Der deutsche Rechtsanwalt Martin Selmayr (48) ist der Mann, der den Luxemburger Jean-Claude Juncker ermutigt hat, 2014 für die Europäische Volkspartei Spitzenkandidat für die Präsidentschaft der Kommission zu werden. Juncker wollte Präsident des Europäischen Rates werden, weil er die Präsidentschaft der Kommission als zu belastend empfand. Aber Selmayr überredete Juncker, sich zu bewerben, indem er ihm versicherte, die meiste Arbeit zu erledigen. So geschah es. Juncker wurde Kommissionspräsident.
Am 1. März 2018 wurde Selmayr Nachfolger des Holländers Alexander Italianer als Generalsekretär, dem Chef von rund 30.000 Kommissionsbeamten. Selmayr war für diesen Job nicht qualifiziert, denn um Generalsekretär zu werden, muss jemand zuerst Vize-Generalsekretär gewesen sein. Am 21. Februar 2018 wurde Selmayr binnen einer Stunde von Juncker befördert zum Vize-Generalsekretär und dann Generalsekretär – mit Unterstützung der anderen 27 EU-Kommissare.
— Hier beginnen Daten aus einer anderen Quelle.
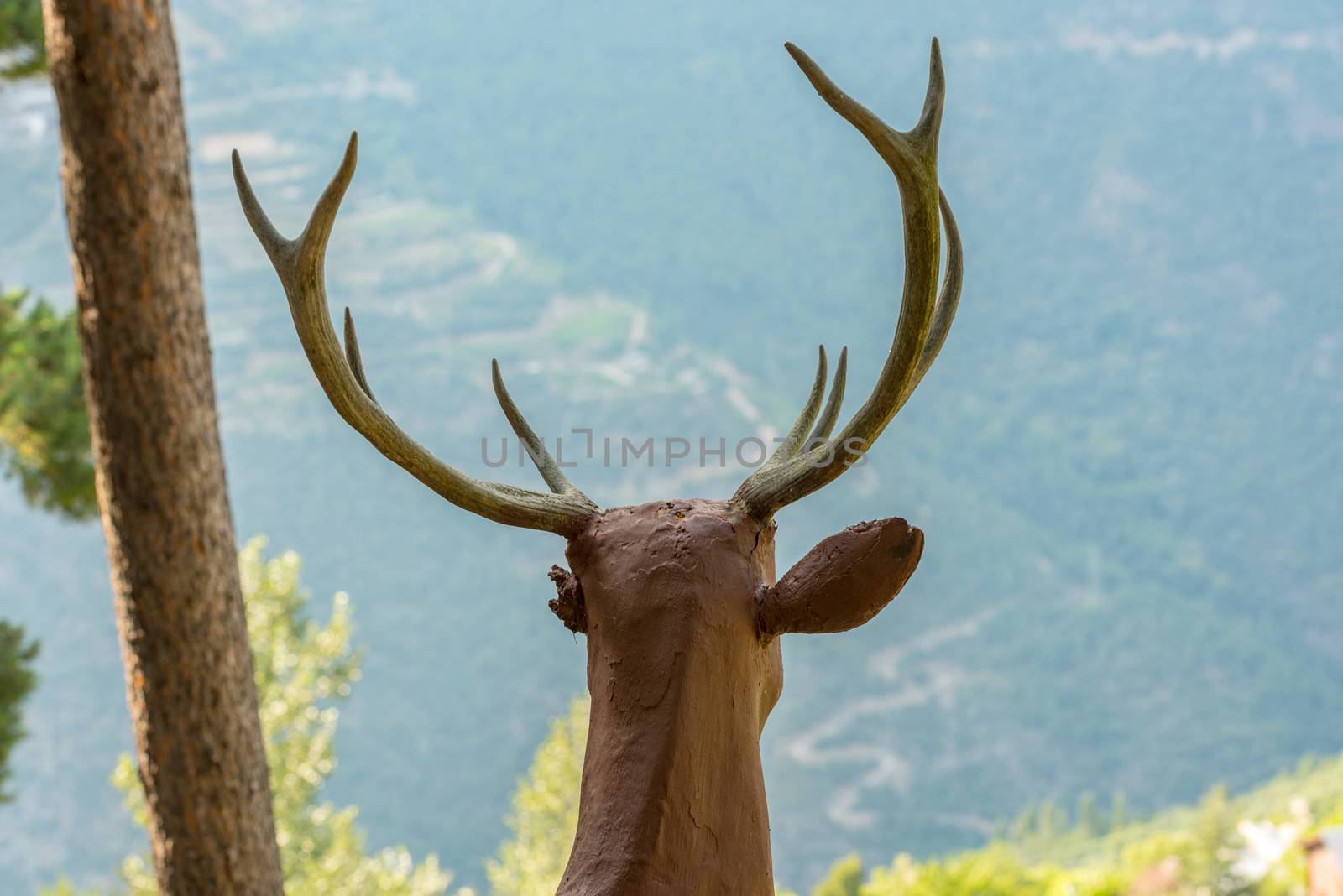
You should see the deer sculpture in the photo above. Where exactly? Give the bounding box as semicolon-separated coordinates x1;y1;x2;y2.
233;40;962;896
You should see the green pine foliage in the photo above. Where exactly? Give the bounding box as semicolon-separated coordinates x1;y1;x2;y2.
0;288;98;519
0;0;47;78
486;696;589;896
813;757;1343;896
0;620;38;804
47;538;470;896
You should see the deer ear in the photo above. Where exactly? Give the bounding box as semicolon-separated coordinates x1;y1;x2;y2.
757;518;922;637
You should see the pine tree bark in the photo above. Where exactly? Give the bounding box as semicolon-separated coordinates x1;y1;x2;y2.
43;0;284;896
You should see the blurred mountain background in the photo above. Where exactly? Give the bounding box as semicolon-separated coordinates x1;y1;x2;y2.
0;0;1343;892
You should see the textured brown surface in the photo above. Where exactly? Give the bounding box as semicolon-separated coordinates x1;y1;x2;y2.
44;0;282;896
760;518;922;637
559;500;922;896
559;500;783;896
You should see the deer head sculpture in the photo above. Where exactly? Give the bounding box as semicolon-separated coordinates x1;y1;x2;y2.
233;40;962;896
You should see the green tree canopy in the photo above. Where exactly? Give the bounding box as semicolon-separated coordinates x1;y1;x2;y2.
0;290;98;519
49;538;470;896
0;620;38;804
0;0;47;78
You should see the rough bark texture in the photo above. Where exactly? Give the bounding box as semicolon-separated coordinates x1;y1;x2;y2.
44;0;282;896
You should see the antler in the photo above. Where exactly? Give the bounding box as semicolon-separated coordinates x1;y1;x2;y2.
734;39;963;519
233;134;598;537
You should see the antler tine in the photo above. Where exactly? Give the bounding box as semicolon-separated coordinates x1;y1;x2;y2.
233;134;598;537
760;345;826;468
806;346;849;450
897;189;965;402
490;358;582;495
345;309;378;405
734;39;962;518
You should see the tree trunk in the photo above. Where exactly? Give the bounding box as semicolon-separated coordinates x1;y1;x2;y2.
44;0;284;896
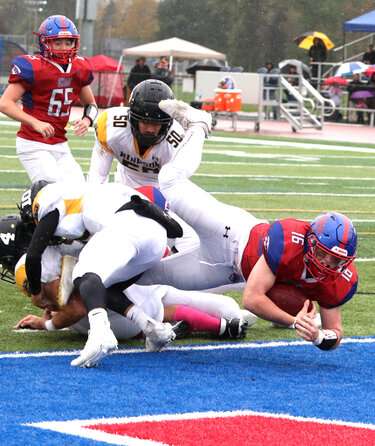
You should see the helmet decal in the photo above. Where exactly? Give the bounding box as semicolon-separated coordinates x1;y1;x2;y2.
129;79;174;148
0;215;33;283
305;212;357;279
35;15;80;64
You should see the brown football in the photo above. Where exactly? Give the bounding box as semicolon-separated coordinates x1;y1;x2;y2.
267;283;312;316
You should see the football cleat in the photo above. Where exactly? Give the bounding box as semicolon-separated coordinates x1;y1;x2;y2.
172;321;191;339
70;309;118;368
143;321;176;352
221;318;248;339
241;310;258;328
159;99;212;136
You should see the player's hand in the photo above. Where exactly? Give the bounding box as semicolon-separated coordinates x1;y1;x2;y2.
14;314;45;330
294;300;319;342
32;120;55;138
73;118;91;136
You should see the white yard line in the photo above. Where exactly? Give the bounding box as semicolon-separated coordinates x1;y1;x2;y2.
0;337;375;359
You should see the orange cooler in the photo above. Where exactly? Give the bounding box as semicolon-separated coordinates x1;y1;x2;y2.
214;88;242;112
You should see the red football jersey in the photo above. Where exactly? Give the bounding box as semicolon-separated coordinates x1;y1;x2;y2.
241;218;358;308
9;55;93;144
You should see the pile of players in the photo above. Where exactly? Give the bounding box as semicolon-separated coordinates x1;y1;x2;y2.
0;16;358;367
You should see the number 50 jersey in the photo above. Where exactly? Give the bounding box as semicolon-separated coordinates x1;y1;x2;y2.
88;107;187;188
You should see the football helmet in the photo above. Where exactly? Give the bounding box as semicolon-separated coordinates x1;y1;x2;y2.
305;212;357;280
129;79;174;148
18;180;50;224
0;215;33;283
35;15;80;64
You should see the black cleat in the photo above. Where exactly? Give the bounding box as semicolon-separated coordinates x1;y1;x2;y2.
221;319;248;339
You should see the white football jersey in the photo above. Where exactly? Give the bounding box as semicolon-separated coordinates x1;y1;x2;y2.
88;107;184;188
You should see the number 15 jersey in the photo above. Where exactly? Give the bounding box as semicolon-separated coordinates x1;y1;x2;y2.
88;107;188;188
9;55;93;144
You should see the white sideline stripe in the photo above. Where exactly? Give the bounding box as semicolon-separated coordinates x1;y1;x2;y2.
0;170;375;184
209;191;375;198
209;136;375;155
0;337;375;359
201;161;375;169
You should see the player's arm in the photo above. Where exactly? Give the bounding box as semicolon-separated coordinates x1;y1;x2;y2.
0;82;55;138
73;85;98;136
87;140;113;183
243;255;300;326
296;307;343;350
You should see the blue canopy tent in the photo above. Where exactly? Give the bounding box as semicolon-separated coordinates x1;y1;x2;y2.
342;9;375;60
344;9;375;33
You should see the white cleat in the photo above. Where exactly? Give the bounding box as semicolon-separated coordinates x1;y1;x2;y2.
241;310;258;328
143;321;176;352
70;308;118;368
159;99;212;136
70;328;118;368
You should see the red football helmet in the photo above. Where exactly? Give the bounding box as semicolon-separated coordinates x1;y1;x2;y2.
35;15;80;63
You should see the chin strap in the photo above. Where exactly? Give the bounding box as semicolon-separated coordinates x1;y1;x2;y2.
82;104;98;127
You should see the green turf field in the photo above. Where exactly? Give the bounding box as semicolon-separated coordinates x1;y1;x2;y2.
0;121;375;351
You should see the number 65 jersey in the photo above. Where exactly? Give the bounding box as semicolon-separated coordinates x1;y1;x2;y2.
9;55;93;144
88;107;184;188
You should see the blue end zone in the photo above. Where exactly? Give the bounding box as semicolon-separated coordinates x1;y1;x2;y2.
0;338;375;445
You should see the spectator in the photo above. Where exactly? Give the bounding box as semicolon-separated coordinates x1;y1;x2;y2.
309;37;327;84
153;56;173;86
257;62;279;119
284;65;299;102
362;44;375;65
366;72;375;122
348;73;367;124
124;57;151;97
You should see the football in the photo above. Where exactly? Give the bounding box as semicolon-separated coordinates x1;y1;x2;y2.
267;283;312;316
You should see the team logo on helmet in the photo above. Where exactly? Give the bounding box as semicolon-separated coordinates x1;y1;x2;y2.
305;212;357;280
35;15;80;63
129;79;174;148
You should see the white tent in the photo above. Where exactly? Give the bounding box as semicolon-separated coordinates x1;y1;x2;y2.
109;37;226;105
122;37;226;63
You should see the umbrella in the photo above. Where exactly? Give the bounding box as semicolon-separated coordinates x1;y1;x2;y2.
335;62;368;77
279;59;311;79
350;90;375;99
294;31;335;50
323;76;349;87
363;65;375;77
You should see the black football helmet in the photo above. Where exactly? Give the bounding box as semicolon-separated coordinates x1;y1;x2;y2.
18;180;51;223
129;79;174;148
0;215;34;283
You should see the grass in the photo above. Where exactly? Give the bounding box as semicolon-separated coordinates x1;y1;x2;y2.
0;121;375;351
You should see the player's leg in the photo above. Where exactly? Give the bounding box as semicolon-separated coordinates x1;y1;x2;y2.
137;249;238;290
16;138;59;182
56;150;85;183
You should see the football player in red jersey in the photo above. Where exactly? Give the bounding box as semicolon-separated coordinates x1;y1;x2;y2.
139;159;358;350
0;15;97;182
241;212;358;350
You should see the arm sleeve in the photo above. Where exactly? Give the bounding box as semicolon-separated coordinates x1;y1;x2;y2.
25;209;59;294
87;141;113;183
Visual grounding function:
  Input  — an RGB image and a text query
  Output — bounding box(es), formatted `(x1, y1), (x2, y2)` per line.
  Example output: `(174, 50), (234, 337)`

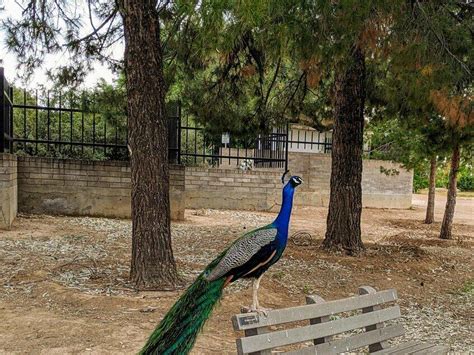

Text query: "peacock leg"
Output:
(250, 274), (269, 316)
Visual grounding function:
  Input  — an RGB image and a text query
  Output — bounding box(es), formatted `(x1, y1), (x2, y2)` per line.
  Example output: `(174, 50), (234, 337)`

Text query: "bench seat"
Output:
(232, 286), (448, 355)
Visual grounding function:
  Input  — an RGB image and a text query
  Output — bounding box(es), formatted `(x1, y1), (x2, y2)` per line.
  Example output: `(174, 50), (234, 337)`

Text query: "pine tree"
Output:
(2, 0), (178, 289)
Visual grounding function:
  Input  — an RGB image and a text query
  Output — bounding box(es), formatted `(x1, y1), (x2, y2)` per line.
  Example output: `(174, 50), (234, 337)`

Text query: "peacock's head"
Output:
(289, 176), (303, 187)
(281, 170), (303, 188)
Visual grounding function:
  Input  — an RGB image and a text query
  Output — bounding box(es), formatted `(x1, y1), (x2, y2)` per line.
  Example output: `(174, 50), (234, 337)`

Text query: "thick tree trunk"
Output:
(323, 47), (366, 254)
(120, 0), (178, 289)
(425, 156), (436, 224)
(439, 144), (461, 239)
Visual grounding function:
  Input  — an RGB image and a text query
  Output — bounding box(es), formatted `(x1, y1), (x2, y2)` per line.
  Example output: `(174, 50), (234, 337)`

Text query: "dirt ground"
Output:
(0, 195), (474, 354)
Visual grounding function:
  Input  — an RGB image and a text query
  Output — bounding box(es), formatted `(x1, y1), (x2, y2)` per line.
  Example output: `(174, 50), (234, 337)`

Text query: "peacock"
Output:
(140, 173), (303, 355)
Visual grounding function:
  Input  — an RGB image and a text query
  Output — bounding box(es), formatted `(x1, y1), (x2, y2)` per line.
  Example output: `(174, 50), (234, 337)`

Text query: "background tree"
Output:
(386, 1), (474, 238)
(2, 0), (178, 288)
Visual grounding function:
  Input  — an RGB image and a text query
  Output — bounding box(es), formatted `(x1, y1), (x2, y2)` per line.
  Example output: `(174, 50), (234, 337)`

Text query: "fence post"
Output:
(285, 120), (290, 171)
(176, 102), (181, 164)
(0, 67), (5, 153)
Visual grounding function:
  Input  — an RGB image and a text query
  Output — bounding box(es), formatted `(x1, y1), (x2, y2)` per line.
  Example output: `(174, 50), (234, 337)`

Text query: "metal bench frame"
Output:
(232, 286), (448, 355)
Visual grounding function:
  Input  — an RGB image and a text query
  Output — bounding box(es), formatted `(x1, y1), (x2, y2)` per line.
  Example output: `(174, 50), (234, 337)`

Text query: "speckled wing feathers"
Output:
(206, 228), (277, 281)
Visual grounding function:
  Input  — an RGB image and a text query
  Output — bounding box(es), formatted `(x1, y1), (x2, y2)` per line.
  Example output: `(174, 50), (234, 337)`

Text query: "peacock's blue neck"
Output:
(273, 183), (295, 242)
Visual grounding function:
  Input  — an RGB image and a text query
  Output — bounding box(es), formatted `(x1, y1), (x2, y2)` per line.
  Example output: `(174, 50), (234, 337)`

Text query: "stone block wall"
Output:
(185, 152), (413, 211)
(18, 157), (185, 220)
(185, 167), (282, 211)
(0, 153), (18, 229)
Dies führte zu erstaunlichen Reaktionen und Ärger in der ganzen EU über die Machenschaften des Juncker-Selmayr-Tandems.
Die plötzliche Beförderung bestand aus Missmanagement in vier Punkten, urteilte die irische Ombudsman Emily O’Reilly am 4. September 2018. Dennoch durfte Selmayr bleiben. Das Buch schien geschlossen, sicherlich, weil Juncker am 1. November 2019 abreist und sein Nachfolger zweifellos den mächtigen Selmayr loswerden will. Mit der Veröffentlichung des erfahrenen französischen Journalisten Jean Quatremer über den Selbstmord von Pignataro kann das als Selmayr-Gate bekannt gewordene Sequel eine Fortsetzung erhalten.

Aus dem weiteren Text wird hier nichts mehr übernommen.